= Celsi =

Venetian family

The Celsi coat of arms - 'D'azzurro, alla banda d'oro accostata da due cotisse del medesimo accompagnate da 6 D in carattere gotico pure del medesimo'

The House of Celsi was a patrician family in Venice. Its most notable members were doge Lorenzo Celsi and soldier Bartolomeo Celsi.

Traditionally held to have originated in Ravenna, the family is first documented in 1122 with Vitale Celsi's mention in a pact between the Baresi and Domenico Michiel. Paolo Celsi was one of those who elected doge Orio Mastropiero in 1178, whilst in 1202 Pietro Celsi commanded the gallies in Enrico Dandolo's reconquest of Zara. Nicolò Celsi was recorded as Procurator of Saint Mark in 1268 and as having died in 1277.

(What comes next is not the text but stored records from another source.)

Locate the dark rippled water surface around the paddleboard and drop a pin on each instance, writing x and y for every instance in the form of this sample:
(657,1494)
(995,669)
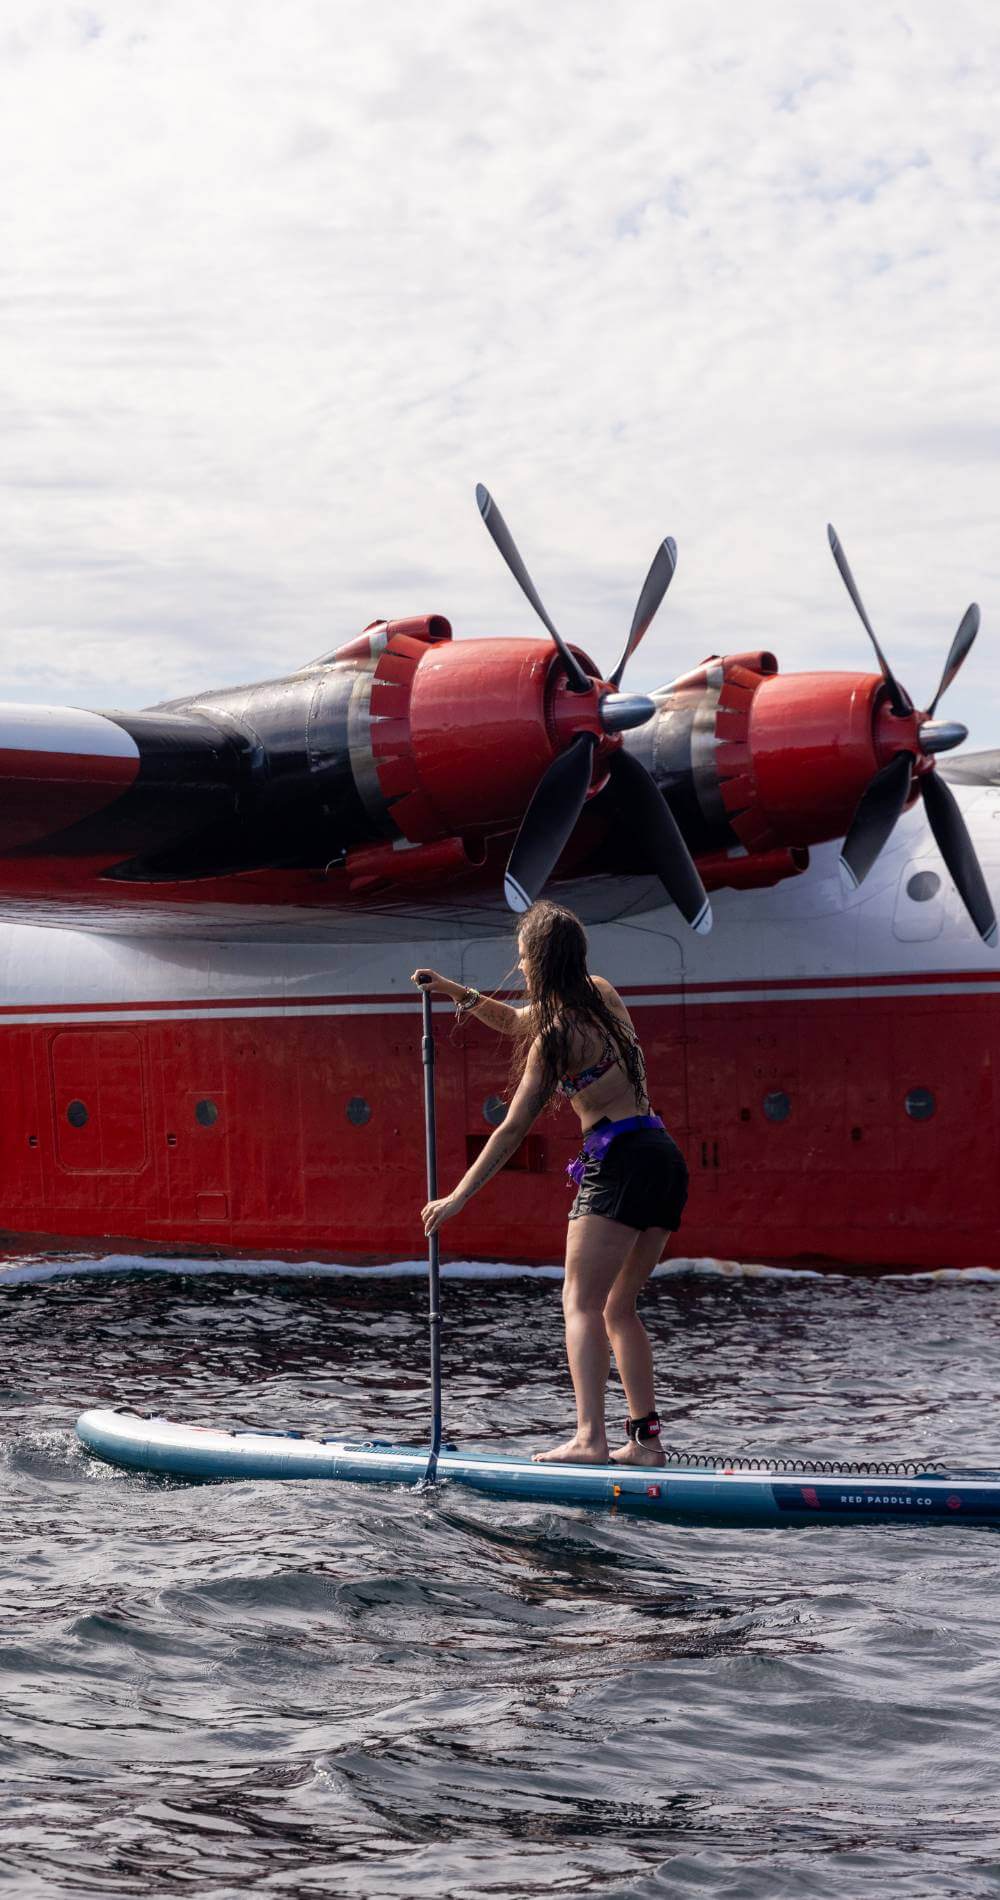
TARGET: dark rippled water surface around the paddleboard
(326,1690)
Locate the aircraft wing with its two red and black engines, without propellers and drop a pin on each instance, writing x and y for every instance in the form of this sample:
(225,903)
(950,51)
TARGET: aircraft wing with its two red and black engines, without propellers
(406,761)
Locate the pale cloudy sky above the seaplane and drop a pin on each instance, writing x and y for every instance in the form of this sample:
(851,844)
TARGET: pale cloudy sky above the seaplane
(280,284)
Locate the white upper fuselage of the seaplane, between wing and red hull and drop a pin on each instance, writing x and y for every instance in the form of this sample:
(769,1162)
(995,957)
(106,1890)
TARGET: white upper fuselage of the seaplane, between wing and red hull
(805,928)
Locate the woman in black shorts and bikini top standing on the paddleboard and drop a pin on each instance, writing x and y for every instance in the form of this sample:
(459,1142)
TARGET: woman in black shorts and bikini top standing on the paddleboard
(632,1179)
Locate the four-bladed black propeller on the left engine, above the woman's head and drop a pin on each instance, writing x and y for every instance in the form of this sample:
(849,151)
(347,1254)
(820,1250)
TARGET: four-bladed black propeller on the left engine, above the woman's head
(560,795)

Few or no other members of the family played a part in Venetian public life and Lorenzo Celsi's election as doge in 1351 after a bright political and military career was unexpected. Lorenzo arranged for his father Marco to be made a Procurator of Saint Mark in 1363. The family's public role declined again after that dogeship, although the brothers Giacomo, Giovanni and Bartolomeo fought in the military operations leading up to the Battle of Lepanto (1571). Other members of the family went on to administrative roles, such as Marcantonio Celsi, count and captain of Sebenico (1708) and then supervisor of Veglia (1714), and Marino, supervisor of Salò (1708). The family line went extinct on the death of Francesco Maria Celsi in 1789.